Kind of a summary; these are points that have been made

At 12:02 PM 6/25/2006, Martin Sherman wrote:

>A continuation of the evacuation question. I went ahead and looked at

>the time for evacuation (started to evacuate to exited onto the

>street). The correlations between floor started and time was .75 for

>one building and .77 for the other building.

It's a good idea to take a naive look. In this case, what the

correlation means is, it takes longer to walk down more stairs. It's

fine to look at the correlation, but in this case, I don't think it can

be regarded as telling you much you didn't know.

>Next I did a regression analysis allowing for linear and quadratic. In

>both instances the linear and quadratic functions were significant.

>Next I allowed for a cubic function and this is what happened. For

>building 1 Linear was significant, quadratic and cubic were not

>significant. For building 2 linear was not significant, but quadratic

>and cubic were significant. My question is how would I lose

>significance for the quadratic when the cubic was allowed to enter for

>building 1. Also why would I lose significance for linear (given the

>very large zero-order correlation-my expectation was that the linear

>would stay in) for building 2 while

>picking up the cubic (besides the quadratic). Befuddled. TIA.

You should probably post the exact model you fit, and means and SDs of

the dependent and independent variables.

To say again what others have said: The linear, quadratic, and cubic

functions of a variable are VERY HIGHLY CORRELATED under very ordinary

conditions. Having all values positive (as yours are) is enough. The

larger the mean is relative to the SD, the worse. Look at the

correlation matrix of the predictors - linear, quadratic, and cubic -

that you used.

As Paul Swank said, you can solve the correlation between linear and

quadratic terms by centering the independent variable. Choosing a

convenient point near the middle will do; it needn't be the exact mean.

In your case, if time to evacuate is the dependent and starting floor

the independent, I'd keep the linear term uncentered, so its

coefficient has the natural meaning, and the constant has a reasonable

interpretation: mean time to start evacuation. But for 75 or so floors

to evacuate, I'd use, say, (Floor-40)**2 as the quadratic term. You can

interpret this as taking time per floor from the 40th floor as the

norm, and the quadratic term as the systematic change in time per floor

above and below the 40th.

Centering won't remove the correlation between linear and cubic terms.

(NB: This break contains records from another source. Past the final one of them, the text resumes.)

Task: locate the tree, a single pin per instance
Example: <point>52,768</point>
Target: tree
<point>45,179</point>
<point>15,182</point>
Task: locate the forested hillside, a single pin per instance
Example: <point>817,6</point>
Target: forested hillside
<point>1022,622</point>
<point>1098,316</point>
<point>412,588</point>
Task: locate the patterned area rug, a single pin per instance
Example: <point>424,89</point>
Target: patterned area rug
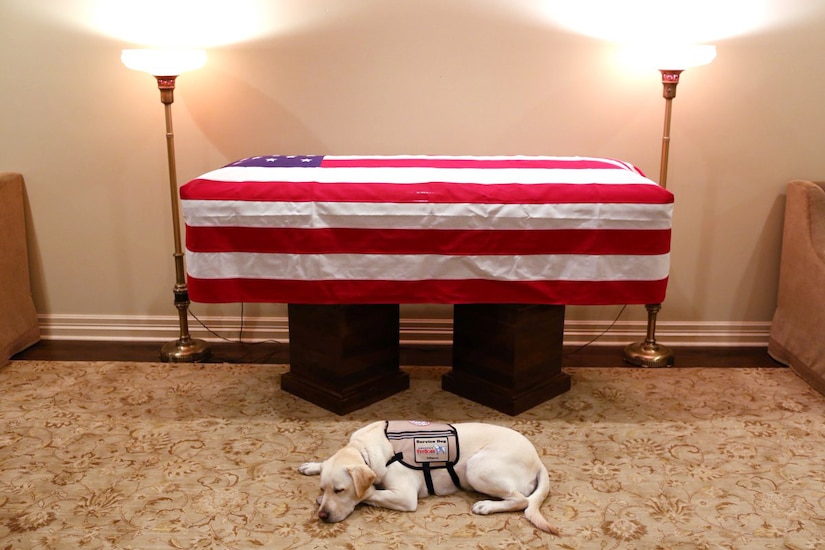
<point>141,455</point>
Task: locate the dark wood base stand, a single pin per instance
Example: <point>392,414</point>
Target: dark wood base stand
<point>344,357</point>
<point>507,356</point>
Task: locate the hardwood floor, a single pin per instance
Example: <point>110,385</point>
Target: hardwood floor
<point>419,355</point>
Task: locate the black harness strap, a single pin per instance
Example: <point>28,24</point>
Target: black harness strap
<point>428,476</point>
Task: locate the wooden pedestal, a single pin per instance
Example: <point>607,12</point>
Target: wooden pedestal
<point>507,356</point>
<point>344,357</point>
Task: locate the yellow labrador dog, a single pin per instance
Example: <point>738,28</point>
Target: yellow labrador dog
<point>393,464</point>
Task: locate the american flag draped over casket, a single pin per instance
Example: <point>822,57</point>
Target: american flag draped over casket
<point>427,229</point>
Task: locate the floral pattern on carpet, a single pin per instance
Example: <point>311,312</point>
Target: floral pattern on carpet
<point>141,455</point>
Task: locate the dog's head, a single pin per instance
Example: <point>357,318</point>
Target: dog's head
<point>345,481</point>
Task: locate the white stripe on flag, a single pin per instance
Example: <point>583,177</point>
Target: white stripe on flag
<point>305,215</point>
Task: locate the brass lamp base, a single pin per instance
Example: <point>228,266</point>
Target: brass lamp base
<point>649,354</point>
<point>188,350</point>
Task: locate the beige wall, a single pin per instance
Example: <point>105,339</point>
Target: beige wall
<point>402,76</point>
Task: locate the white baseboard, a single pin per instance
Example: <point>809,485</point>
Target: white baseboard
<point>413,331</point>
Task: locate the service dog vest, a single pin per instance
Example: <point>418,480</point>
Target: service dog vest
<point>424,446</point>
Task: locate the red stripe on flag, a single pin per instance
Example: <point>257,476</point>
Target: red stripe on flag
<point>563,163</point>
<point>433,192</point>
<point>427,292</point>
<point>427,241</point>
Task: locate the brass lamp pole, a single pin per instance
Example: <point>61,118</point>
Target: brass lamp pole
<point>650,353</point>
<point>166,66</point>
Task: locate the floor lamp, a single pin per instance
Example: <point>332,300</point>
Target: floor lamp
<point>166,66</point>
<point>650,353</point>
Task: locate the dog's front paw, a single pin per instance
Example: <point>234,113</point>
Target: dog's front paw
<point>310,468</point>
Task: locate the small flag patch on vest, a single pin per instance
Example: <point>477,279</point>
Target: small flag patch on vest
<point>432,449</point>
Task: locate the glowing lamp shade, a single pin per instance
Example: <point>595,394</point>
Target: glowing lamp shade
<point>163,62</point>
<point>676,58</point>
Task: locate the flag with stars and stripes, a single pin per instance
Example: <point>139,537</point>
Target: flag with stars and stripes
<point>427,229</point>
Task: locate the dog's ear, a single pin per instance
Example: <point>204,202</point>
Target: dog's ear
<point>362,478</point>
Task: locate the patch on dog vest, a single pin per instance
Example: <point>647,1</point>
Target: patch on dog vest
<point>424,446</point>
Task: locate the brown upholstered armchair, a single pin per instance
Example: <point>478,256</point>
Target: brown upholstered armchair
<point>18,318</point>
<point>798,331</point>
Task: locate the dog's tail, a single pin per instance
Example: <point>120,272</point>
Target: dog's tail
<point>535,500</point>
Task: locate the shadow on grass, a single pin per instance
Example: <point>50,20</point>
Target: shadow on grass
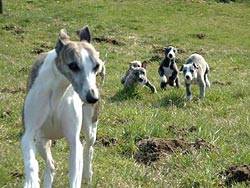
<point>172,99</point>
<point>125,94</point>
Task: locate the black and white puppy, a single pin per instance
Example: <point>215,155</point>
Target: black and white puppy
<point>195,72</point>
<point>168,70</point>
<point>137,75</point>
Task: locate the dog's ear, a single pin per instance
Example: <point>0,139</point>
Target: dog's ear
<point>181,69</point>
<point>84,34</point>
<point>195,65</point>
<point>63,38</point>
<point>144,64</point>
<point>175,50</point>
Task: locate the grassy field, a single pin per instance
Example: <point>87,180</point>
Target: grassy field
<point>139,30</point>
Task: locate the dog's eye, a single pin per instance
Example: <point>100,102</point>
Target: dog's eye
<point>96,67</point>
<point>74,67</point>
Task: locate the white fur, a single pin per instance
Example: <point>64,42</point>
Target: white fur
<point>52,110</point>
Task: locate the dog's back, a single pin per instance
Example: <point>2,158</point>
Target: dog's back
<point>200,61</point>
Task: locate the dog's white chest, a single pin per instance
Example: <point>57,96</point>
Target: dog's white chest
<point>167,71</point>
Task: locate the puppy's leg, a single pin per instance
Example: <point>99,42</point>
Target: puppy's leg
<point>188,92</point>
<point>177,82</point>
<point>163,78</point>
<point>202,85</point>
<point>207,81</point>
<point>151,86</point>
<point>43,146</point>
<point>89,128</point>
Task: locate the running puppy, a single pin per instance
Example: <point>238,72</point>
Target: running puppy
<point>195,72</point>
<point>168,70</point>
<point>137,74</point>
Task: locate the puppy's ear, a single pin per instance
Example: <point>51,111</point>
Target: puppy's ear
<point>195,65</point>
<point>181,69</point>
<point>62,40</point>
<point>144,64</point>
<point>84,34</point>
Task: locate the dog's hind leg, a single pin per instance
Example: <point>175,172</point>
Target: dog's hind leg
<point>188,92</point>
<point>43,146</point>
<point>151,86</point>
<point>89,128</point>
<point>207,81</point>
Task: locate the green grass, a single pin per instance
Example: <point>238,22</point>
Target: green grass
<point>142,26</point>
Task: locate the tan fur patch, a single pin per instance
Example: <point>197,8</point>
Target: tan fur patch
<point>35,68</point>
<point>96,111</point>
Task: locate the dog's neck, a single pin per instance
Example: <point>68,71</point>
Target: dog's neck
<point>168,62</point>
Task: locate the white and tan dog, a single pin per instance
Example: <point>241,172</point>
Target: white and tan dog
<point>195,71</point>
<point>137,75</point>
<point>62,101</point>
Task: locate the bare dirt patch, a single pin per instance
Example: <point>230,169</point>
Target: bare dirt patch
<point>221,83</point>
<point>106,141</point>
<point>44,47</point>
<point>181,131</point>
<point>236,174</point>
<point>155,149</point>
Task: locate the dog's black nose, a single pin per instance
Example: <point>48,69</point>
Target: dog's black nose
<point>91,97</point>
<point>140,80</point>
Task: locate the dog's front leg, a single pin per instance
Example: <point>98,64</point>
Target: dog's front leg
<point>30,162</point>
<point>188,92</point>
<point>43,146</point>
<point>177,82</point>
<point>163,78</point>
<point>89,127</point>
<point>76,162</point>
<point>202,89</point>
<point>151,86</point>
<point>34,115</point>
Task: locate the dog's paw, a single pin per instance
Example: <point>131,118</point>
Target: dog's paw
<point>163,85</point>
<point>189,98</point>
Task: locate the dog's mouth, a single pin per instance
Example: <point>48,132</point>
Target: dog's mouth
<point>188,77</point>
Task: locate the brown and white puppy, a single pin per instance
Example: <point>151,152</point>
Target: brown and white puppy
<point>195,71</point>
<point>137,75</point>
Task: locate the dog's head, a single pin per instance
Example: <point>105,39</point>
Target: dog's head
<point>135,64</point>
<point>170,52</point>
<point>79,62</point>
<point>139,73</point>
<point>189,72</point>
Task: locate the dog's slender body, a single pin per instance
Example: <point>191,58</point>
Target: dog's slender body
<point>62,100</point>
<point>196,71</point>
<point>168,70</point>
<point>136,75</point>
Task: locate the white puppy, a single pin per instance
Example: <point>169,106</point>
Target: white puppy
<point>195,72</point>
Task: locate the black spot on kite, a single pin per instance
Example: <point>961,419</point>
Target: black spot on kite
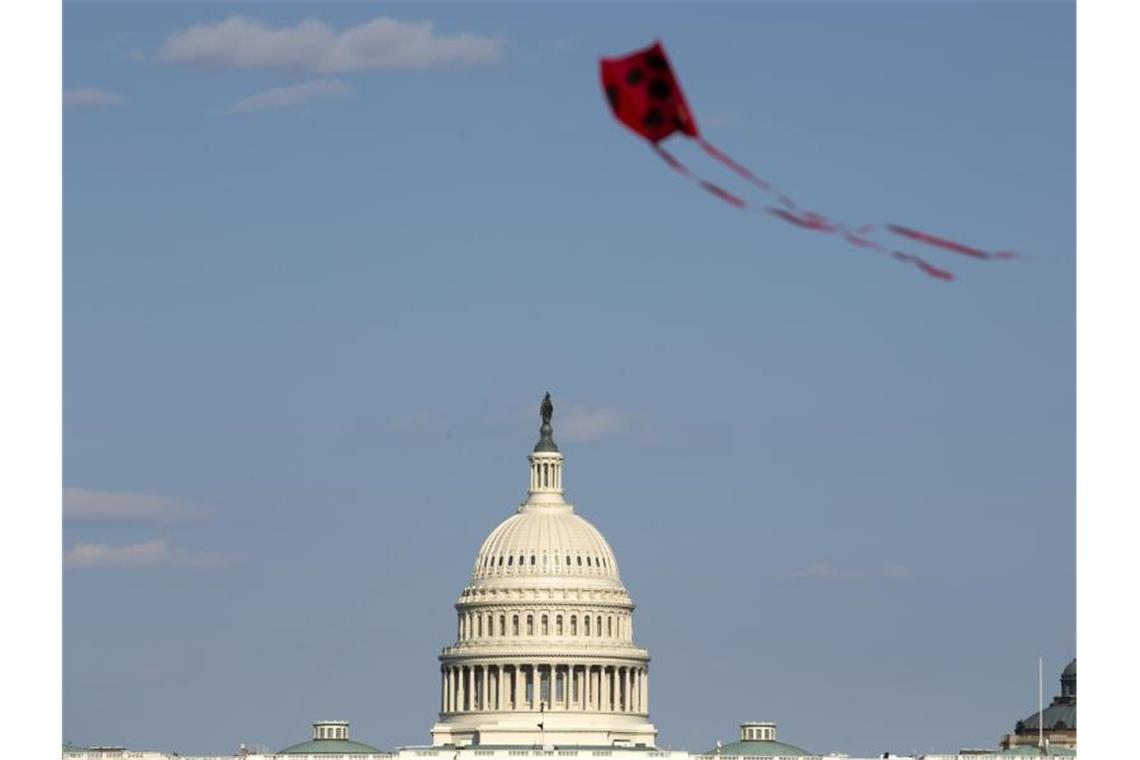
<point>660,89</point>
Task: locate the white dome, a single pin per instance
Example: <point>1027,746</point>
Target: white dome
<point>545,541</point>
<point>544,650</point>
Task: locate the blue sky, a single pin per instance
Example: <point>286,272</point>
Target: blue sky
<point>306,334</point>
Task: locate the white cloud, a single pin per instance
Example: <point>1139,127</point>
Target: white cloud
<point>314,47</point>
<point>89,97</point>
<point>83,504</point>
<point>823,571</point>
<point>897,572</point>
<point>587,424</point>
<point>147,554</point>
<point>291,95</point>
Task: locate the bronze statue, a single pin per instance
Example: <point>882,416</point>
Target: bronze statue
<point>547,409</point>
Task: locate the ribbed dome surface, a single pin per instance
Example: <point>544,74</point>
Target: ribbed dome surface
<point>545,540</point>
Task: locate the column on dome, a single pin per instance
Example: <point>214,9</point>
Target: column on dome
<point>628,684</point>
<point>585,687</point>
<point>608,688</point>
<point>482,687</point>
<point>568,686</point>
<point>471,689</point>
<point>453,689</point>
<point>504,685</point>
<point>514,687</point>
<point>458,688</point>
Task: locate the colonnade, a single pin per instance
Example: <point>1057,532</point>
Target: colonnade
<point>579,687</point>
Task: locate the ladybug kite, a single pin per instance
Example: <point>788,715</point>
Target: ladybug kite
<point>645,96</point>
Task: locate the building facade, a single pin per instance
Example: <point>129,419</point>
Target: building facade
<point>545,664</point>
<point>544,652</point>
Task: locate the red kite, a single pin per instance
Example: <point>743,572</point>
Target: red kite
<point>645,96</point>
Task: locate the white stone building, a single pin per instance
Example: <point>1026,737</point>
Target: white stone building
<point>544,664</point>
<point>545,653</point>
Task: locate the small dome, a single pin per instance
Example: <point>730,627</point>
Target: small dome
<point>758,740</point>
<point>330,737</point>
<point>762,749</point>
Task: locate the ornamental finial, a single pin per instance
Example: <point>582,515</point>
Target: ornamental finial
<point>546,432</point>
<point>547,409</point>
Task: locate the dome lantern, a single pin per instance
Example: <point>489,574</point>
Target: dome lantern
<point>544,652</point>
<point>545,462</point>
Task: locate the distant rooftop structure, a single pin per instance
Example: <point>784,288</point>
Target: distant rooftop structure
<point>758,740</point>
<point>1058,720</point>
<point>331,737</point>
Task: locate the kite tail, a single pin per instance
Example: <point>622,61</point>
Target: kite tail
<point>811,220</point>
<point>807,220</point>
<point>949,245</point>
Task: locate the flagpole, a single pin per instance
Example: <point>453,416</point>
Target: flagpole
<point>1041,703</point>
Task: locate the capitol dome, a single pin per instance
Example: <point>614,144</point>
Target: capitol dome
<point>544,651</point>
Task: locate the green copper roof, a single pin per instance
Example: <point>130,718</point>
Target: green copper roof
<point>760,749</point>
<point>1026,751</point>
<point>331,746</point>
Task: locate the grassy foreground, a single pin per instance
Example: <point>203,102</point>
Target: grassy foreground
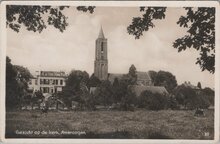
<point>141,124</point>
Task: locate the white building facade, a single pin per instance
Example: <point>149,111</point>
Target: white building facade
<point>48,81</point>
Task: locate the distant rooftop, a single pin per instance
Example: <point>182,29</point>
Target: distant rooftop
<point>52,73</point>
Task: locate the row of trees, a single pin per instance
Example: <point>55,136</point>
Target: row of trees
<point>118,93</point>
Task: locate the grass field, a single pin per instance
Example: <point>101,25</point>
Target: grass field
<point>140,124</point>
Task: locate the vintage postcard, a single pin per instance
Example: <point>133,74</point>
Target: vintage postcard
<point>109,72</point>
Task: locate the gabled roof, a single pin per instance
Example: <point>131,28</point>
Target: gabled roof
<point>143,75</point>
<point>101,34</point>
<point>112,76</point>
<point>153,89</point>
<point>188,84</point>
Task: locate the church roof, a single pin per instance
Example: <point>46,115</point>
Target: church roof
<point>101,34</point>
<point>153,89</point>
<point>143,75</point>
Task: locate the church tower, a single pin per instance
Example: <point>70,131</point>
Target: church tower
<point>101,59</point>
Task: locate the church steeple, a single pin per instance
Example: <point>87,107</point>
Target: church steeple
<point>101,57</point>
<point>101,33</point>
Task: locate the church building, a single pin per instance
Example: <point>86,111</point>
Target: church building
<point>101,59</point>
<point>144,81</point>
<point>101,64</point>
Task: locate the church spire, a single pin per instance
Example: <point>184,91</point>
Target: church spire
<point>101,33</point>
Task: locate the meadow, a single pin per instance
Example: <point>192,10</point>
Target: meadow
<point>140,124</point>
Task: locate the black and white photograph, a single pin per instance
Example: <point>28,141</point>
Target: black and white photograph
<point>99,71</point>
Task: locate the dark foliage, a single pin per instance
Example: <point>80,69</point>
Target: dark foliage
<point>93,81</point>
<point>166,79</point>
<point>201,35</point>
<point>191,98</point>
<point>17,78</point>
<point>141,24</point>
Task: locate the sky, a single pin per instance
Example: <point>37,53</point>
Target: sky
<point>75,47</point>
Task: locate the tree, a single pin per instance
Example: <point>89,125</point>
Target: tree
<point>17,78</point>
<point>166,79</point>
<point>132,75</point>
<point>201,35</point>
<point>201,31</point>
<point>191,98</point>
<point>199,85</point>
<point>93,81</point>
<point>199,21</point>
<point>31,17</point>
<point>103,95</point>
<point>75,78</point>
<point>210,94</point>
<point>153,76</point>
<point>12,99</point>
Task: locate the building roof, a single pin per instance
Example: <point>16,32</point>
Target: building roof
<point>101,34</point>
<point>52,74</point>
<point>188,84</point>
<point>143,75</point>
<point>153,89</point>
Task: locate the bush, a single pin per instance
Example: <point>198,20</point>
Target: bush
<point>152,101</point>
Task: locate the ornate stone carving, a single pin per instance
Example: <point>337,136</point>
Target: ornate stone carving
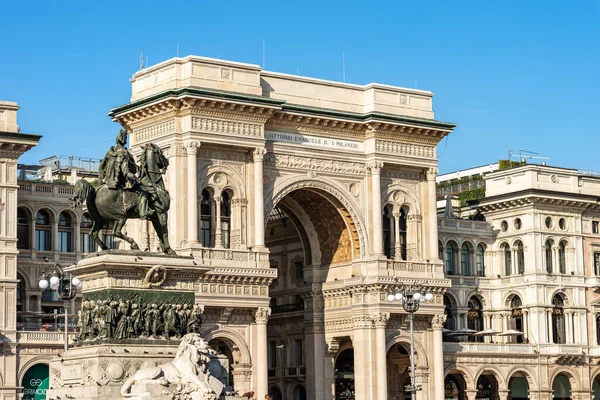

As a cubic term, you might try subtracting the linear component:

(Floor-40)**3 - (Floor-40)

Notice that, here, I'm centering both the linear and the cubic

components of the variable. It make its shape, if plot it, much more

meaningful.

Finally, it's a common rule, in fitting polynomials, that if any term

is included, all lower terms must also be included. Keep the linear

term, whether it loses 'significance' or not. But I think, if you

transform like this, that the linear term will stay dominant.

Has the question of data censoring been settled? One would think this

involved censored data, since there's no observation for people who

failed to make it out of the buildings. However, as I understand it,

the pattern was peculiar: there was enough time to evacuate, and little

or no cutoff for people who were lost because the building collapsed

before they completed evacuation. The losses were people above the

points of impact, who were cut off from evacuation altogether, and need

to be excluded from this model.

A sad business, this. It is worth knowing about, though.